Sithole and Another v King [1997] SZHC 115 (17 September 1997)


IN THE HIGH COURT OF SWAZILAND


HELD AT MBABANE


CRI APPEAL NO. 43/97


In the matter between:


COUNTRY M. SITHOLE 1st APPELLANT


VUSI MAZIYA 2nd APPELLANT


And


THE KING RESPONDENT


CORAM : DUNN J.


MAPHALALA A J.


FOR THE APPELLANT : IN PERSON


FOR THE RESPONDENT : MR WACHIRA


JUDGMENT


17th SEPTEMBER 1997


The two appellants appeared before the senior Magistrate sitting at Manzini charged with the crime of Robbery. The particulars were that at UNISWA, Kwaluseni the accused "did wrongfully and unlawfully assault Musa Ndzabandzaba and by intentionally using force and violence to induce submission by the said Musa, did take from his presence and out of his immediate care and protection certain property, to wit items listed in attachment "A" valued at 23,180.00, the property of or in the lawful possession of Musa Ndzabandzaba."


The appellants pleaded not guilty to the charge. They were, at the conclusion of the trial found guilty as charged and sentenced to seven years imprisonment. The present appeal is against the conviction and sentence.

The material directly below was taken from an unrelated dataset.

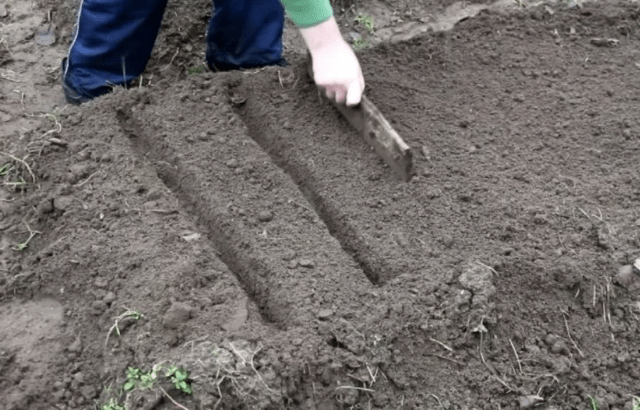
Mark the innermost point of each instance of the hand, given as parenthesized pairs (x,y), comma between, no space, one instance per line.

The appellants have both argued their appeals before us this morning. In so far as the conviction is concerned, the arguments advanced by the appellants is that they were not positively identified by the complainant as being the persons that entered his house on the day in question. That may be so, but the crown's case against the appellants rested on evidence of possession by the appellants of the items that were taken from the complainant in the course of the robbery.


2


The evidence presented before the senior magistrate was that the appellants were found in possession of items that were taken in the robbery at the complainant's house. According to the police officers that testified the appellants voluntarily led the police to various persons, who also gave evidence, from whom the stolen property was recovered. The bulk of the recovered property was clearly identified by the complainant and is set out at pages 15 and 16 of the typed record. The property was recovered early in June 1996.


The appellants gave an explanation as to how they had come into possession of the property. The explanation was that the appellants were requested by one Gerald Linda, an acquaintance of the 1st appellant, to assist him in conveying his household effects from Mbhuleni location to Two Sticks Housing Estate. The goods having been conveyed, Gerald then gave some of the items to the 1st appellant to go and sell in order to raise money to enable Gerald to travel to South Africa. Some items were given to the 2nd appellant as a token of Gerald's appreciation of the 2nd appellant's assistance. All these items were subsequently identified by the complainant.


The appellants could give no acceptable evidence as to the identity or whereabouts of the Gerald they had referred to. They led the police to a house at Two Sticks but the occupants did not know of Gerald's whereabouts. The 1st appellant gave no explanation for property which he conveyed to Hhelehhele area and which he had not mentioned as part of the goods, which he was given to sell by Gerald.


The senior magistrate considered the evidence and rejected the explanation given by the appellants.


He came to the conclusion, based on the possession by the appellant of the recently stolen goods, that the appellants were the perpetrators of the offence. We can find no fault with the approach to and the assessment of the evidence as a whole by the senior magistrate and the conclusion at which he arrived. The appellants' dealings with the property clearly indicated the falsity of the evidence about Gerald.


The appeal against the conviction is, in the circumstances, dismissed.


Turning to the question of sentence, the appellants argued that the sentence of seven years was severe. Secondly, that the magistrate did not backdate the sentence to their respective dates of arrest.


Dealing with the question of the severity of the sentence, regard must be had to the nature of the offence that was committed. From the monthly returns; appeals and reviews from the subordinate courts, it is quite clear that there is an alarming escalation in the number of housebreaking cases, despite the stringent sentences presently being passed by the courts. There are far too many cases of this nature where people are attacked inside their burglar-proofed homes, assaulted and their property made off with. The attackers make bold and daring raids into houses, with the occupants inside. There are numerous cases in which innocent people are raped and murdered in the course of such raids. It is for the courts to continue to send out the appropriate message to people like the appellants, that the community does not approve of and condemns this type of crime.


3


This court, sitting as a court of appeal, is empowered to interfere with the sentence of a subordinate court only in certain circumstances. None of those circumstances are present in this appeal. In our view and given the circumstances of the case, the sentence of seven years imprisonment is a proper one.


It has been a longstanding and salutary practice of the courts to backdate sentences in cases where an accused person has through no fault of his own, spent an appreciable period of time in custody awaiting his trial.


In the circumstances the appeal against the sentence is also dismissed. It is, however, ordered that the sentence imposed against the first appellant be backdated to 6th June 1996 and that imposed on second appellant be backdated to the 8th June 1996.